A RAG-based application can be helpful in many real-life use cases.

  1. Academic Research: Researchers often deal with numerous research papers and articles in PDF format. A RAG pipeline could help them extract relevant information, create bibliographies, and organize their references efficiently.
  2. Law Firms: Law firms often deal with numerous legal documents. A RAG-enabled Q&A chatbot can streamline the document retrieval process. This will save a lot of time from wasting.
  3. Educational Institutions: Teachers and educators can extract content from educational resources to create customized learning materials or to prepare course content. Students can remove applicable information from large PDFs within a fraction of the time.
  4. Administration: Government and Private administrative departments often deal with large amounts of documents, applications, and reports. Employing a RAG chatbot can streamline mundane document retrieval processes.
  5. Customer Care: A RAG-enabled Q&A chatbot with an existing knowledge base can be used to answer customer queries.

Conclusion

As we have seen, RAG streamlines retrieval generation. It helps querying the proper context out of heaps of documents within a fraction of the time. The LLMs are then prompted with the correct context of the query to generate answers. The additional contexts essentially ground the LLM to keep the answers to the context only. This prohibits the LLM from hallucinating while keeping its superior phrasing and writing ability.

So, here are the key takeaways from the article.

Key Takeaways

  • The ideal way to make LLMs learn about personal documents and reduce hallucinations is to augment the LLMs with retrieved documents from knowledge bases.
  • RAG stands for Retrieval Augmented Generation. RAG is used to augment LLM with information from knowledge bases from custom documents.
  • Embeddings are numerical representations of text data in high-dimensional vector space. Embeddings capture the semantic meaning of texts.
  • Users employ Vector Databases as knowledge bases, utilizing various indexing algorithms to organize high-dimensional vectors, enabling fast and robust querying ability.
  • Llama Index provides in-built tools and methods to build production-grade RAG-based applications.

Frequently Asked Questions

Q1. What is the Lama Index?

Ans. Lama Index is a Python framework that provides the essential tools to augment your LLM applications with external data.

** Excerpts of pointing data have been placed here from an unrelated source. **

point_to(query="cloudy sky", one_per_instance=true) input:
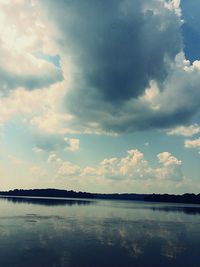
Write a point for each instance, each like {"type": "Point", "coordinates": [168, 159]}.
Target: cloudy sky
{"type": "Point", "coordinates": [100, 96]}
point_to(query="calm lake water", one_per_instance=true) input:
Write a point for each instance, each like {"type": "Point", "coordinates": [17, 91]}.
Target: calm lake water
{"type": "Point", "coordinates": [80, 233]}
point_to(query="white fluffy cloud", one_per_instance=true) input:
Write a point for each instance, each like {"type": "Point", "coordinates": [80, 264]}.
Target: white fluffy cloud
{"type": "Point", "coordinates": [152, 85]}
{"type": "Point", "coordinates": [193, 143]}
{"type": "Point", "coordinates": [185, 130]}
{"type": "Point", "coordinates": [72, 144]}
{"type": "Point", "coordinates": [134, 166]}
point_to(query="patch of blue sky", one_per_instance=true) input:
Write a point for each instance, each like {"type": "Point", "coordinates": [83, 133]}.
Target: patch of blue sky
{"type": "Point", "coordinates": [54, 59]}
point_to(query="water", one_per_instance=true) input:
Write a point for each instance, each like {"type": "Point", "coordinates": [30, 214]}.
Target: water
{"type": "Point", "coordinates": [84, 233]}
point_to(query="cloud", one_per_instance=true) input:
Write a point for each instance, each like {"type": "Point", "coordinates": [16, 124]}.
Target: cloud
{"type": "Point", "coordinates": [14, 160]}
{"type": "Point", "coordinates": [132, 167]}
{"type": "Point", "coordinates": [37, 149]}
{"type": "Point", "coordinates": [119, 70]}
{"type": "Point", "coordinates": [72, 144]}
{"type": "Point", "coordinates": [193, 143]}
{"type": "Point", "coordinates": [167, 159]}
{"type": "Point", "coordinates": [126, 73]}
{"type": "Point", "coordinates": [22, 34]}
{"type": "Point", "coordinates": [185, 130]}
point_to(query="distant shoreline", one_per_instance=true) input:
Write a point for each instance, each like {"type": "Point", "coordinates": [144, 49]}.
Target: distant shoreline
{"type": "Point", "coordinates": [58, 193]}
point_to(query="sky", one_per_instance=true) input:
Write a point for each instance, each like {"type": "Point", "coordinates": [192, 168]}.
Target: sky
{"type": "Point", "coordinates": [100, 96]}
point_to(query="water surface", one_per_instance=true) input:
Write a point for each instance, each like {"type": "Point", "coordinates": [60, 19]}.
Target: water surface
{"type": "Point", "coordinates": [97, 233]}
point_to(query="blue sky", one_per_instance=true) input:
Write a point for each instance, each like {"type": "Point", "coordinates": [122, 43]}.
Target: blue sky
{"type": "Point", "coordinates": [100, 96]}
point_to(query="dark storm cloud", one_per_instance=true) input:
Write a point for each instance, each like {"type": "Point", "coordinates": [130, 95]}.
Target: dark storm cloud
{"type": "Point", "coordinates": [117, 45]}
{"type": "Point", "coordinates": [117, 48]}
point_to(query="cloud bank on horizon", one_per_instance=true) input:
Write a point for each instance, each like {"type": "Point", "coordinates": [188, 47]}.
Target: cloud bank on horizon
{"type": "Point", "coordinates": [98, 67]}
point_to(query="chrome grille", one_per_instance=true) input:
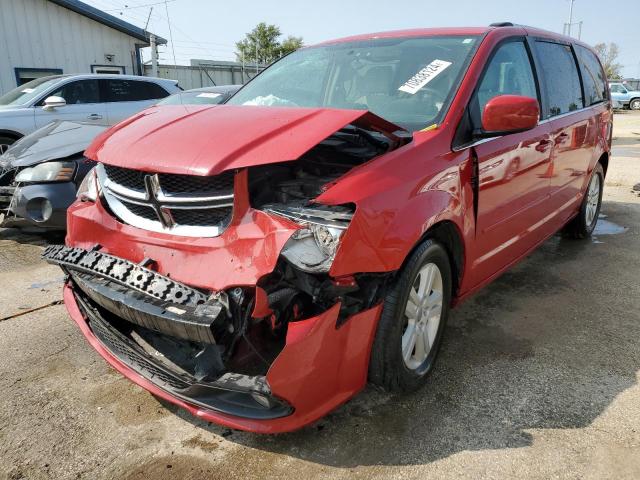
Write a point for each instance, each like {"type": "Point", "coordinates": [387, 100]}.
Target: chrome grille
{"type": "Point", "coordinates": [185, 205]}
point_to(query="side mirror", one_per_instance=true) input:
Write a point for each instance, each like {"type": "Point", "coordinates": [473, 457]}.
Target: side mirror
{"type": "Point", "coordinates": [53, 102]}
{"type": "Point", "coordinates": [509, 114]}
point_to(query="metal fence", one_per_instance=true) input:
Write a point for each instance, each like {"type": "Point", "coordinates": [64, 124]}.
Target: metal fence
{"type": "Point", "coordinates": [202, 73]}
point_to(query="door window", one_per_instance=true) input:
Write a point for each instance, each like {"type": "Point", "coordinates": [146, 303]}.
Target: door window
{"type": "Point", "coordinates": [593, 78]}
{"type": "Point", "coordinates": [133, 91]}
{"type": "Point", "coordinates": [559, 74]}
{"type": "Point", "coordinates": [509, 73]}
{"type": "Point", "coordinates": [78, 93]}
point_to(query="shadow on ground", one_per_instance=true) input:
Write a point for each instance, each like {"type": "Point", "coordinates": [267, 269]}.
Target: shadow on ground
{"type": "Point", "coordinates": [548, 345]}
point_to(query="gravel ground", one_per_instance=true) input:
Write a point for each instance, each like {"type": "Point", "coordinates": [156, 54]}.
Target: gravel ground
{"type": "Point", "coordinates": [538, 378]}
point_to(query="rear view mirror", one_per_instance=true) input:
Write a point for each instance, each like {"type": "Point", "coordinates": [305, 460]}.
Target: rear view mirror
{"type": "Point", "coordinates": [509, 114]}
{"type": "Point", "coordinates": [53, 102]}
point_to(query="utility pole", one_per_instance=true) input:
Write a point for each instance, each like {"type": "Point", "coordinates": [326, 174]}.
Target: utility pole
{"type": "Point", "coordinates": [570, 17]}
{"type": "Point", "coordinates": [257, 45]}
{"type": "Point", "coordinates": [154, 55]}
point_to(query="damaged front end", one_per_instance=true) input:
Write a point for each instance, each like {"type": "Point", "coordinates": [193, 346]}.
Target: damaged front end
{"type": "Point", "coordinates": [7, 190]}
{"type": "Point", "coordinates": [241, 323]}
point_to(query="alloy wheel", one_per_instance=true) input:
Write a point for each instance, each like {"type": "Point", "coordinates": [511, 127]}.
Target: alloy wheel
{"type": "Point", "coordinates": [593, 199]}
{"type": "Point", "coordinates": [423, 313]}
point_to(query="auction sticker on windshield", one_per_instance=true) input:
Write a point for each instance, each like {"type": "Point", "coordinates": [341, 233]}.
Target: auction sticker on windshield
{"type": "Point", "coordinates": [424, 76]}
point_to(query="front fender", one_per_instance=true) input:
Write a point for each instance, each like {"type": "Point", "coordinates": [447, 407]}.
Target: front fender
{"type": "Point", "coordinates": [388, 224]}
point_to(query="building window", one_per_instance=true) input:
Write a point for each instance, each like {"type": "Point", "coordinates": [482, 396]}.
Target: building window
{"type": "Point", "coordinates": [24, 75]}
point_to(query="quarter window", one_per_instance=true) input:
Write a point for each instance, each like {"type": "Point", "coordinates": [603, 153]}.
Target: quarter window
{"type": "Point", "coordinates": [560, 76]}
{"type": "Point", "coordinates": [133, 91]}
{"type": "Point", "coordinates": [595, 89]}
{"type": "Point", "coordinates": [509, 73]}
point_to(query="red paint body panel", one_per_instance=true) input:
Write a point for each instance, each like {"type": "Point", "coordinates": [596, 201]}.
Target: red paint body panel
{"type": "Point", "coordinates": [529, 185]}
{"type": "Point", "coordinates": [312, 345]}
{"type": "Point", "coordinates": [222, 137]}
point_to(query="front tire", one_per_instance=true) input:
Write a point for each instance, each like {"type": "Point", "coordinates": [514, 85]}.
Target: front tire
{"type": "Point", "coordinates": [584, 223]}
{"type": "Point", "coordinates": [413, 319]}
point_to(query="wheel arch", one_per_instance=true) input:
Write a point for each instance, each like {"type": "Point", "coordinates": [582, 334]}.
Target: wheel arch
{"type": "Point", "coordinates": [604, 161]}
{"type": "Point", "coordinates": [447, 233]}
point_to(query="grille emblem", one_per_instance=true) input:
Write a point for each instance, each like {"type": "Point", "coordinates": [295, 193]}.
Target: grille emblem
{"type": "Point", "coordinates": [152, 188]}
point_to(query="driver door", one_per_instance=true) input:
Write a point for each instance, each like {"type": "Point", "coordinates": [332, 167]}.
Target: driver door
{"type": "Point", "coordinates": [83, 104]}
{"type": "Point", "coordinates": [513, 169]}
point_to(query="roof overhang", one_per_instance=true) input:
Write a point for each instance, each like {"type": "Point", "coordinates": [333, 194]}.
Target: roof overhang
{"type": "Point", "coordinates": [108, 20]}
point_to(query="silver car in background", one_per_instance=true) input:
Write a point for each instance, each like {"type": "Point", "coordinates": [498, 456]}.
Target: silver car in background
{"type": "Point", "coordinates": [101, 99]}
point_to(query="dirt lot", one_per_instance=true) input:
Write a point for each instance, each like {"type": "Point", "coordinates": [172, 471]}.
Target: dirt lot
{"type": "Point", "coordinates": [538, 378]}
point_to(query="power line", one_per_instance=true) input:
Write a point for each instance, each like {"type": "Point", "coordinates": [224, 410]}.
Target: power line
{"type": "Point", "coordinates": [127, 7]}
{"type": "Point", "coordinates": [166, 7]}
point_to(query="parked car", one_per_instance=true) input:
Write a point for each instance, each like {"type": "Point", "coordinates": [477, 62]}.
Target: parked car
{"type": "Point", "coordinates": [628, 98]}
{"type": "Point", "coordinates": [40, 174]}
{"type": "Point", "coordinates": [257, 262]}
{"type": "Point", "coordinates": [202, 96]}
{"type": "Point", "coordinates": [93, 98]}
{"type": "Point", "coordinates": [28, 195]}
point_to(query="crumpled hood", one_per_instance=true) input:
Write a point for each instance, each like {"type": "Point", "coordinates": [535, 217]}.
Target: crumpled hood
{"type": "Point", "coordinates": [206, 140]}
{"type": "Point", "coordinates": [57, 140]}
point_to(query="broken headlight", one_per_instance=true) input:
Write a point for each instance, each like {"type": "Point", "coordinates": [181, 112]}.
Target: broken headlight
{"type": "Point", "coordinates": [89, 191]}
{"type": "Point", "coordinates": [313, 247]}
{"type": "Point", "coordinates": [47, 172]}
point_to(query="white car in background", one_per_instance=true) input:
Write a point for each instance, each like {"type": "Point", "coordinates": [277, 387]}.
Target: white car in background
{"type": "Point", "coordinates": [103, 99]}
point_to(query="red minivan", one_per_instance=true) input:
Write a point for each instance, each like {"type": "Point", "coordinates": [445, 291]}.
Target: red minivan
{"type": "Point", "coordinates": [258, 262]}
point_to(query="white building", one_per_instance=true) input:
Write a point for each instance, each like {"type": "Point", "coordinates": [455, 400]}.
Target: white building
{"type": "Point", "coordinates": [47, 37]}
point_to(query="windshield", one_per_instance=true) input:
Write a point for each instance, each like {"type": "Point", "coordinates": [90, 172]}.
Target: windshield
{"type": "Point", "coordinates": [194, 98]}
{"type": "Point", "coordinates": [27, 92]}
{"type": "Point", "coordinates": [408, 81]}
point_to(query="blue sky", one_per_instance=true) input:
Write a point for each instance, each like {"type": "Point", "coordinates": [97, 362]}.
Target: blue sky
{"type": "Point", "coordinates": [209, 28]}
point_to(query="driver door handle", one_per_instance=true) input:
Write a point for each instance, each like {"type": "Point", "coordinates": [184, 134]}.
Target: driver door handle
{"type": "Point", "coordinates": [543, 146]}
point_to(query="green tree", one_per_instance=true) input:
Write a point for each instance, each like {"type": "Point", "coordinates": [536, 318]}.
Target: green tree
{"type": "Point", "coordinates": [290, 44]}
{"type": "Point", "coordinates": [262, 44]}
{"type": "Point", "coordinates": [608, 54]}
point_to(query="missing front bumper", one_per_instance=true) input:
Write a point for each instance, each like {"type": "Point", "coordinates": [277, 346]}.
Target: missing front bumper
{"type": "Point", "coordinates": [139, 295]}
{"type": "Point", "coordinates": [231, 394]}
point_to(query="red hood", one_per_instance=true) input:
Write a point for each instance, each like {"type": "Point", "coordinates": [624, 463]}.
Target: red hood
{"type": "Point", "coordinates": [205, 140]}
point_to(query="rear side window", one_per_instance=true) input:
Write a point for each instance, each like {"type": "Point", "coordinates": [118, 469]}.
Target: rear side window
{"type": "Point", "coordinates": [509, 73]}
{"type": "Point", "coordinates": [133, 91]}
{"type": "Point", "coordinates": [559, 75]}
{"type": "Point", "coordinates": [595, 90]}
{"type": "Point", "coordinates": [79, 92]}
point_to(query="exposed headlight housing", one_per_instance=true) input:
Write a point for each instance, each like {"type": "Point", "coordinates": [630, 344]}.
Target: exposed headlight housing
{"type": "Point", "coordinates": [47, 172]}
{"type": "Point", "coordinates": [313, 248]}
{"type": "Point", "coordinates": [89, 190]}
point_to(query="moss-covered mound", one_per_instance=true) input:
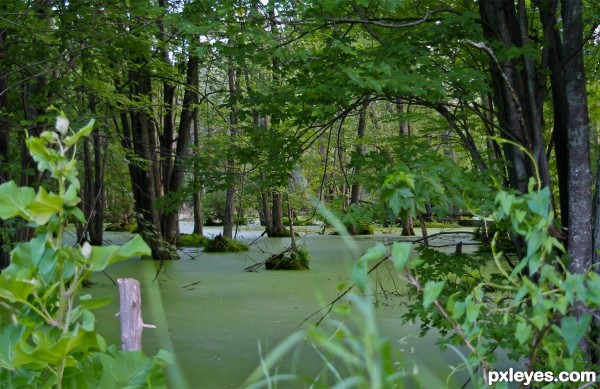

Q2. What are Knowledge bases?

Ans. A knowledge base is a database that stores information, including embeddings and their metadata, from different sources.

Q3. What is the Llama Index used for?

Ans. Llama Index is an open-source framework for building LLM-based applications. It provides data ingestion tools, indexing tools, and a query interface to build production-grade RAG applications.

Q4. What is a RAG pipeline?

Ans. A RAG pipeline retrieves documents from external data stores, processes them to store them in a knowledge base, and provides tools to query them.

Q5. What is the difference between the Langchain and Llama Index?

Ans. Llama Index explicitly designs search and retrieval applications, while Langchain offers flexibility for creating custom AI agents.